Les chercheurs du cerveau de l'Université de Pennsylvanie ont détaillé des réductions temporaires de la matière grise après une isolement prolongé en Antarctique. Les pertes structurelles étaient les plus apparentes dans les régions régissant la mémoire et le traitement spatial. Des durées de sommeil plus longues et une efficacité de sommeil plus élevée correspondaient à de plus petits changements dans le volume du cerveau.
Les résultats peuvent avoir des implications sur la façon dont les cerveaux des astronautes s'adaptent sous les pressions psychologiques et environnementales des missions de l'espace profond, où l'isolement prolongé, le mouvement limité et le sommeil perturbé sont inhérents à l'expérience.
Le stress chronique modifie le cerveau. Non pas par un seul traumatisme, mais par des pressions environnementales soutenues de températures extrêmes, de confinement social, de monotonie, d'hypoxie et de sommeil irrégulier. De telles conditions convergent dans les vols spatiaux, où les astronautes subissent une exposition prolongée à des environnements isolés, confinés et extrêmes (ICE).
Pour comprendre ce que de tels environnements extrêmes imposent à la neuroanatomie humaine, les scientifiques se sont tournés vers un remplaçant terrestre situé à la station Concordia sur le haut plateau de l'Antarctique.
La station Concordia en Antarctique présente une correspondance haute fidélité, combinant une basse pression atmosphérique, une altitude élevée, une monotonie sensorielle et une restriction sociale. Les équipes hivernantes sont confrontées à une perturbation persistante du sommeil, à une tension émotionnelle et à des changements physiologiques, notamment la suppression immunitaire et le ralentissement cognitif.
Dans l'étude, «la matière grise transitoire décline pendant l'isolement antarctique: rôles du sommeil, de l'exercice et de la cognition», publié dans Microgravité NPJles chercheurs ont conçu une étude d'IRM longitudinale pour sonder les changements de cerveau neuroanatomiques dans deux équipes qui ont terminé les missions d'hiver dans la station Antarctique Concordia.
Les analyses d'IRM ont été effectuées sur deux équipes d'hiver (2015 et 2016) avec 25 membres d'équipage totaux qui ont passé près de 13 mois à la station Concordia. Les analyses ont été effectuées avant le départ (pré), immédiatement après le retour (Post1), et en moyenne cinq mois plus tard (post2). Vingt-cinq participants témoins sains ont été scannés à des intervalles similaires au Centre aérospatial allemand de Cologne.
Le volume de matière grise dans les lobes pariétaux et temporels a diminué de la ligne de base à immédiatement après la mission et est revenu aux niveaux de base à cinq mois de suivi. Le volume de matière grise dans l'hippocampe et le pallidum a également diminué et est revenu à la ligne de base. Le volume dans le thalamus a diminué et est resté inférieur à la ligne de base au suivi.
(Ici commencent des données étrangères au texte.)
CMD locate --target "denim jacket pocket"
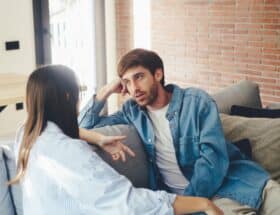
[179,136,199,165]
Des réductions de GM plus importantes ont paradoxalement suivie avec de meilleures performances sur plusieurs tâches cognitives, un résultat que les auteurs ont appelé «dénouillé».
Le volume de la substance blanche a diminué immédiatement après la mission et est revenu à la ligne de base. Le volume des ventricules latéraux, 3e et 4e a augmenté après la mission. Le volume latéral et 3e ventriculaire est resté élevé au suivi. Le volume du 4ème ventricule est revenu à la ligne de base. Le volume du liquide céphalorachidien n'a pas changé.
Un meilleur sommeil était systématiquement associé à la préservation du volume de matière grise dans le lobe temporal, le lobe pariétal et l'hippocampe. L'utilisation du gymnase avec des niveaux élevés d'effort physique était systématiquement associé à la préservation du volume cérébral.
Les auteurs concluent que la plupart des altérations cérébrales induites par l'isolement prolongé de l'Antarctique inversent en quelques mois et que l'hygiène du sommeil et l'activité physique vigoureuse peuvent servir de contre-mesures pratiques.
Alors que les agences spatiales planifient des missions plus longues et que la surface prolongée reste sur la lune ou sur Mars, la préservation de la santé du cerveau dans les environnements de glace devient une priorité opérationnelle.
Écrit pour vous par notre auteur Justin Jackson, édité par Sadie Harley, et vérifié et révisé par Andrew Zinin – cet article est le résultat d'un travail humain minutieux. Nous comptons sur des lecteurs comme vous pour garder le journalisme scientifique indépendant en vie. Si ce rapport vous importe, veuillez considérer un don (surtout mensuel). Vous obtiendrez un sans publicité compte comme un remerciement.